After a rare misstep last year with the irretrievably dated Broadway musical Camelot, the Open Air Theatre in Regent's Park bounces back with a nicely updated British classic, HMS Pinafore.
While Camelot came from 1960 and seemed positively antique, HMS Pinafore - originally premiered in 1878 - is both timeless and yet firmly anchored by its social satire of Victorian society and values. Gilbert and Sullivan's fourth collaboration but their first blockbuster hit, it is a class comedy revolving around status of birth and office, setting up a convoluted plot about accidents of both that are dizzyingly crossed by love.
When Ralph Rackstraw, a humble foremast hand on the HMS Pinafore, falls in love with the captain's daughter Josephine, it emerges that her father has other plans for her: to marry her off to Sir Joseph Porter, the Cabinet Minister who is ruler of the Queen's navy, despite never having been to sea. Sir Joseph duly arrives to claim his future bride, but finds her somewhat reluctant. Perhaps, he wonders, she is intimidated by his exalted status. He warns her not to be: "Love is a platform on which all ranks meet". In fact, in G&S's typically class-breaking, topsy-turvy world view, this deeply moral message unwittingly clears the way for her to put aside her class anxieties about reciprocating the humble sailor's love.
The Open Air's artistic director Ian Talbot (Olivier-nominated for his staging of The Pirates of Penzance in the park in 2000) clearly loves the genre, and his company is in top form here. While Open Air musical productions can sometimes be compromised by the necessity to cross-cast with the two Shakespeare plays that the acting ensemble also perform in the season, there are some solid musical talents on board this good ship Pinafore (though interestingly, at least three members of the Shakespeare company with recent musical theatre credentials to their names - Simon Day, Daniel Flynn and Harriet Thorpe - are in fact not employed here).
But with Desmond Barrit (growing both in stature and girth as musical performer since his appearance in last summer's A Funny Thing Happened on the Way to the Forum at the National) as the irresistibly pompous Sir Joseph and Hal Fowler as the ship's captain, the show is led from the front by two actors that perform equally well in Shakespeare and musical comedy.

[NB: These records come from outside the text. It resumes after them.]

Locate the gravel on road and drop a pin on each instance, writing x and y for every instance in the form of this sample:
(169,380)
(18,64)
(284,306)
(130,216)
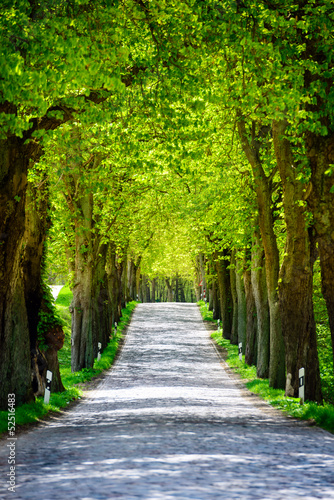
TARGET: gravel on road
(169,422)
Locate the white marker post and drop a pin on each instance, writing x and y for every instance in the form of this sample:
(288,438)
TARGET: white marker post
(302,385)
(240,351)
(48,387)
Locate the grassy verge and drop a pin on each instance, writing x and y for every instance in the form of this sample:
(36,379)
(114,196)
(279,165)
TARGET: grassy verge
(321,415)
(33,412)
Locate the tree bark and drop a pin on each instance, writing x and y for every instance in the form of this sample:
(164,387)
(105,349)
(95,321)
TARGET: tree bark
(242,307)
(251,318)
(222,261)
(15,363)
(263,187)
(258,277)
(296,278)
(169,284)
(235,317)
(320,152)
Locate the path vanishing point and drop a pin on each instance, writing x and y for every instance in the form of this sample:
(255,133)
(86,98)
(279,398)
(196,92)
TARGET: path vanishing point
(169,422)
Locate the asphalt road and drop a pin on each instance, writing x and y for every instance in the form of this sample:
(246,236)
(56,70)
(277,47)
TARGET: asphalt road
(169,422)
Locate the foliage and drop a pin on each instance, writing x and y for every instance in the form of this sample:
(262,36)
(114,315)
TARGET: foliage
(322,415)
(33,412)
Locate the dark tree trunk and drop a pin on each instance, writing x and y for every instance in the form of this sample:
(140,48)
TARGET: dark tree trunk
(233,281)
(251,314)
(242,307)
(258,277)
(169,284)
(320,152)
(37,226)
(153,290)
(15,364)
(296,279)
(182,294)
(263,187)
(222,261)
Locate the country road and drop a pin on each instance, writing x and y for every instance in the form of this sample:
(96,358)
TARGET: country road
(169,422)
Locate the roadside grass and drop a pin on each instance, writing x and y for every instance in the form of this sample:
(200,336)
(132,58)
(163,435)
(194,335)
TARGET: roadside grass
(33,412)
(321,415)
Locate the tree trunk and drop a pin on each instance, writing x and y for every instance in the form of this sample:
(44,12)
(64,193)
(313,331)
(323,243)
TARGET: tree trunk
(251,315)
(242,307)
(153,290)
(222,261)
(233,281)
(320,152)
(296,279)
(52,335)
(258,277)
(169,290)
(15,366)
(263,188)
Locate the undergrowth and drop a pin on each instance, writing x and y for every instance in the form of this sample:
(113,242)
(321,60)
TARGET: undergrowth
(321,415)
(33,412)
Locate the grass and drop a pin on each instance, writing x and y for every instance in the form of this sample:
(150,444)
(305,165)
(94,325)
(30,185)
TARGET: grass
(321,415)
(33,412)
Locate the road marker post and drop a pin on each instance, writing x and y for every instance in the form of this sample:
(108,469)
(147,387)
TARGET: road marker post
(47,391)
(240,351)
(302,385)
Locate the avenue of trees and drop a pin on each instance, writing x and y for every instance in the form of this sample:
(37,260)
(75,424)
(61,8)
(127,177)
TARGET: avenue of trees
(147,145)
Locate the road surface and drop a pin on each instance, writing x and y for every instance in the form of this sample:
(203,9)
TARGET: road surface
(168,422)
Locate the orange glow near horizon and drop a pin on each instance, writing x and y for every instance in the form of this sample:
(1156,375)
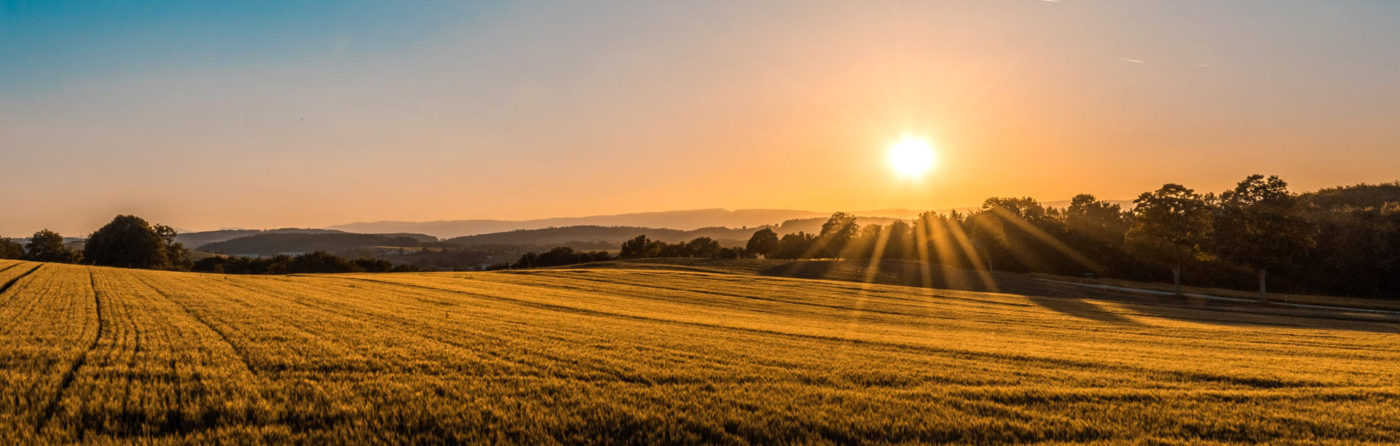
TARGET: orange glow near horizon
(563,109)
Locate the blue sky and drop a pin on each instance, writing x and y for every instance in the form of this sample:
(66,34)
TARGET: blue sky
(280,113)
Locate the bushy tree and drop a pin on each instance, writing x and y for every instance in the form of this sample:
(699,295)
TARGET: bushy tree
(1171,228)
(1096,228)
(763,242)
(1260,224)
(703,246)
(175,253)
(10,249)
(794,245)
(837,231)
(128,242)
(48,246)
(639,248)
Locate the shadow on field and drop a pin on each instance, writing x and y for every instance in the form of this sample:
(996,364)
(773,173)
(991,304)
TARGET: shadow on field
(1070,298)
(1054,295)
(1078,308)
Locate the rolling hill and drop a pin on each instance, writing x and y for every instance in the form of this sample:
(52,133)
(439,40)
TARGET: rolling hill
(671,220)
(296,242)
(664,355)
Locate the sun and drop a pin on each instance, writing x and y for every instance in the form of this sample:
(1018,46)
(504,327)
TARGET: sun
(912,157)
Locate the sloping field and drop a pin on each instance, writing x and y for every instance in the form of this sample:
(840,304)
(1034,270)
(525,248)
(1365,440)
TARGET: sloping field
(654,355)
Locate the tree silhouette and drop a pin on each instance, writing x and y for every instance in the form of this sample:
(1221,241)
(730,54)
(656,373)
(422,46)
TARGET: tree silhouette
(10,249)
(1260,224)
(1171,228)
(763,242)
(703,246)
(48,246)
(639,248)
(837,231)
(126,242)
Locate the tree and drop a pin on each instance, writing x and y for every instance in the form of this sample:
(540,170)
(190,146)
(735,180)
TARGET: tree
(837,231)
(763,242)
(899,241)
(639,248)
(1260,224)
(1171,228)
(704,248)
(48,246)
(987,235)
(126,242)
(1096,228)
(175,253)
(794,245)
(10,249)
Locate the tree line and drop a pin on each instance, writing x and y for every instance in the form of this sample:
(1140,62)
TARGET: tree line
(636,248)
(1255,229)
(1336,241)
(132,242)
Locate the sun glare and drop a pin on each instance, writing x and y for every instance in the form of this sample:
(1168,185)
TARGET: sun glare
(912,157)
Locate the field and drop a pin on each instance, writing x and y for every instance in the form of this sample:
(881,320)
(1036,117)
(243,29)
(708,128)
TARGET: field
(647,355)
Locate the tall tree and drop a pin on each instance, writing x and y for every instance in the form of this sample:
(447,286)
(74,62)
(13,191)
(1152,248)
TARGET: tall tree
(989,236)
(10,249)
(703,246)
(175,253)
(126,242)
(1096,228)
(1171,228)
(899,241)
(639,248)
(48,246)
(837,231)
(794,245)
(1260,224)
(763,242)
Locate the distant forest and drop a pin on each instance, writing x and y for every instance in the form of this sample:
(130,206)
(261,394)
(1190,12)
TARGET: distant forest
(1336,241)
(1343,241)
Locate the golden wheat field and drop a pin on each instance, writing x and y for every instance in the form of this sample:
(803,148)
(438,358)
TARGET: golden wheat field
(609,355)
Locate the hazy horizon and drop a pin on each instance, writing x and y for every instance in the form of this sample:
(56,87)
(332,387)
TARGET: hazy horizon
(305,113)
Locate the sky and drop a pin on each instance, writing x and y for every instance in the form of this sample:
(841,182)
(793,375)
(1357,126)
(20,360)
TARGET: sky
(206,115)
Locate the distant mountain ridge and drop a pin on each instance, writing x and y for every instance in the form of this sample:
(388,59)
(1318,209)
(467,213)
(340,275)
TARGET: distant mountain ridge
(688,220)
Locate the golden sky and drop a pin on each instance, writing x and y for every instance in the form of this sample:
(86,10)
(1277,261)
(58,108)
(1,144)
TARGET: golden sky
(308,113)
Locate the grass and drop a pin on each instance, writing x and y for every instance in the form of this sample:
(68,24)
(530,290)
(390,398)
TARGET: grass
(646,354)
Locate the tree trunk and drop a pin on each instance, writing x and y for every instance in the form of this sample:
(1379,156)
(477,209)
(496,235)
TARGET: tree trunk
(1263,294)
(1176,280)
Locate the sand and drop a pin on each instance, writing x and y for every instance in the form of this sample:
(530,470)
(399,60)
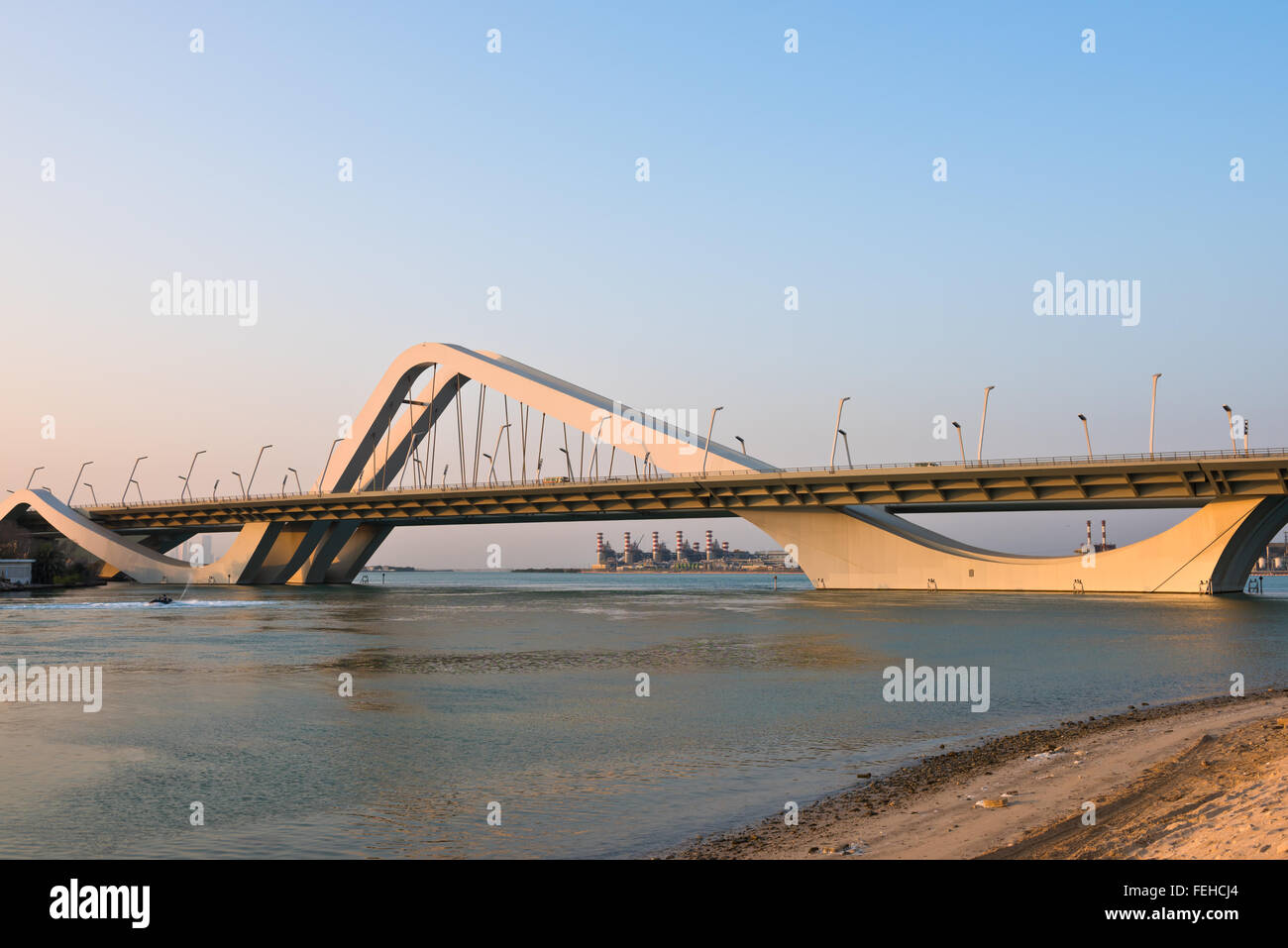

There are also strong contributions from musical veteran Gary Wilmot in the newly enlarged role of Dick Deadeye, a seaman who acts as a kind of social commentator; the vivacious Scarlett Strallen as the captain's daughter; and Lesley Nicol as Little Buttercup who sells her wares (probably in every sense) on board the ship.
Paul Farnsworth's irresistibly colourful costumes and stunning set make this summer romp easy on the eyes, while Catherine Jayes' expert musical direction makes it easy on the ears.
An evening in Regent's Park can be as English and delightful as afternoon tea and scones or corgis and monarchs, and this production succeeds in confirming G&S amongst those combinations that are the essence of both.